NUMERICAL ANALYSIS OF THE EFFECTS OF DIFFERENT BEHAVIOR MODELS OF ISOLATORS ON THE SEISMIC RESPONSES OF MULTI-STORY BUILDINGS

Abstract

Seismic base isolation (SBI) is widely recognized as a highly effective solution for earthquake-resistant design, extensively implemented in high-seismicity regions, and increasingly adopted in areas with moderate seismic activity. While structural analysis software provides various behavior models to simulate SBI elements, the suitability of these models for specific analytical applications remains unclear. This study conducts a numerical analysis to assess the impact of different isolator behavior models - including equivalent linear, plastic Wen, bilinear, and rubber isolators - on the seismic response of isolated buildings.

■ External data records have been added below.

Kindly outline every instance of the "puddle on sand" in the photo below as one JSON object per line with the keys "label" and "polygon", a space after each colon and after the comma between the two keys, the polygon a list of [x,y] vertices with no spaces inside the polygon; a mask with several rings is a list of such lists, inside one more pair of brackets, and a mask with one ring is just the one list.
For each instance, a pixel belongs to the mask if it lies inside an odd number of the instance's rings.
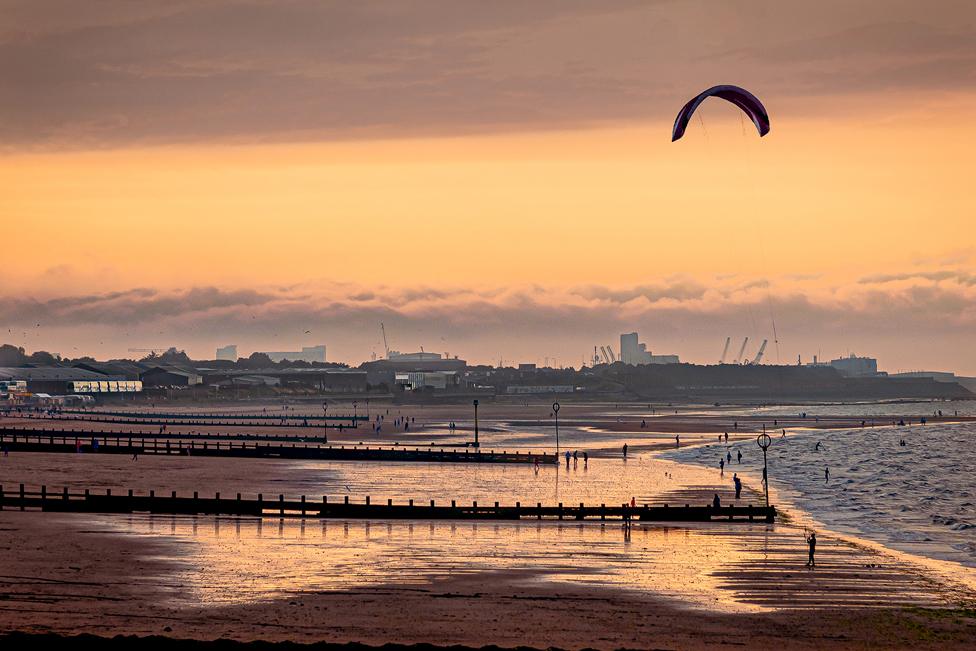
{"label": "puddle on sand", "polygon": [[[170,599],[225,606],[307,591],[424,586],[463,574],[518,575],[523,583],[610,587],[674,598],[692,608],[756,612],[720,589],[723,568],[745,563],[721,537],[696,527],[618,523],[364,522],[211,517],[98,516],[116,535],[162,537],[172,554]],[[88,522],[91,525],[91,522]],[[764,527],[753,527],[763,529]],[[519,580],[515,581],[516,583]]]}

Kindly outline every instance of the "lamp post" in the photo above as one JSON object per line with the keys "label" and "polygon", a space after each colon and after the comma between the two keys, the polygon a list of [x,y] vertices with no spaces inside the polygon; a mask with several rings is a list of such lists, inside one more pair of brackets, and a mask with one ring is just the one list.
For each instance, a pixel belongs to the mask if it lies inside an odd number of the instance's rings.
{"label": "lamp post", "polygon": [[472,403],[474,405],[474,447],[481,447],[478,443],[478,401],[477,399]]}
{"label": "lamp post", "polygon": [[358,405],[359,405],[358,402],[356,402],[355,400],[352,401],[352,426],[357,429],[359,428],[359,422],[357,420],[357,415],[356,415],[357,413],[356,408],[358,407]]}
{"label": "lamp post", "polygon": [[[766,426],[763,425],[763,430]],[[769,438],[769,434],[765,431],[756,437],[756,445],[762,448],[763,451],[763,487],[766,489],[766,508],[769,508],[769,475],[766,472],[766,450],[769,449],[770,444],[773,439]]]}
{"label": "lamp post", "polygon": [[322,401],[322,442],[329,442],[329,421],[325,419],[326,412],[329,409],[329,402],[327,400]]}
{"label": "lamp post", "polygon": [[556,416],[556,463],[559,463],[559,403],[552,403],[552,413]]}

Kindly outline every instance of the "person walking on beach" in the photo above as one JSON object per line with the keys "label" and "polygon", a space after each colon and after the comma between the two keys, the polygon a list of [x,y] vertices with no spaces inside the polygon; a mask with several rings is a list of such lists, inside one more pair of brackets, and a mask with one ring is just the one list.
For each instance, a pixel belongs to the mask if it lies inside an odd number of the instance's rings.
{"label": "person walking on beach", "polygon": [[569,468],[569,450],[566,450],[566,468]]}
{"label": "person walking on beach", "polygon": [[742,480],[737,473],[732,474],[732,484],[735,486],[735,499],[739,499],[742,496]]}
{"label": "person walking on beach", "polygon": [[729,464],[732,463],[732,450],[729,450],[725,453],[725,460],[728,461]]}
{"label": "person walking on beach", "polygon": [[725,442],[726,443],[729,442],[729,433],[728,432],[725,433]]}
{"label": "person walking on beach", "polygon": [[590,466],[590,455],[587,454],[586,450],[583,450],[583,470],[586,470]]}
{"label": "person walking on beach", "polygon": [[742,463],[742,450],[738,451],[738,455],[739,455],[739,463]]}
{"label": "person walking on beach", "polygon": [[814,560],[814,554],[817,553],[817,534],[811,531],[810,537],[807,538],[807,545],[810,547],[810,556],[807,558],[807,567],[813,569],[817,566],[817,561]]}
{"label": "person walking on beach", "polygon": [[712,498],[712,508],[713,509],[722,508],[722,500],[719,499],[718,493],[715,493],[715,497]]}
{"label": "person walking on beach", "polygon": [[722,472],[722,475],[724,476],[725,475],[725,459],[719,459],[718,460],[718,468]]}
{"label": "person walking on beach", "polygon": [[829,482],[830,482],[830,467],[824,466],[824,483],[827,484]]}
{"label": "person walking on beach", "polygon": [[681,437],[678,436],[677,434],[674,435],[674,447],[676,448],[681,447]]}
{"label": "person walking on beach", "polygon": [[627,444],[624,443],[624,458],[627,458]]}

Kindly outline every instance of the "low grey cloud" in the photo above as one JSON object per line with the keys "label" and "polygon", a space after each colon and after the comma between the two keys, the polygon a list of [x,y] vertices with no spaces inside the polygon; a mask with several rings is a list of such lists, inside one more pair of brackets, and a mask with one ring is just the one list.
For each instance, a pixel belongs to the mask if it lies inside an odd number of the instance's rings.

Nonlinear time-history analyses are performed on a typical seismically isolated building using the 1994 Northridge earthquake record, scaled to match the target spectrum. The seismic isolators are modeled using link elements with constitutive parameters corresponding to the selected models. Key response parameters, such as isolator behavior, lateral displacements, and base shear forces, are analyzed to compare the structural performance across different isolator models. The results indicate that nonlinear models (plastic Wen, bilinear, and rubber) yield comparable and realistic seismic responses, whereas the linear model significantly overestimates displacements and forces. These findings highlight the limitations of linear assumptions in seismic analysis and underscore the necessity of employing nonlinear models for a more accurate evaluation of structural behavior during earthquakes.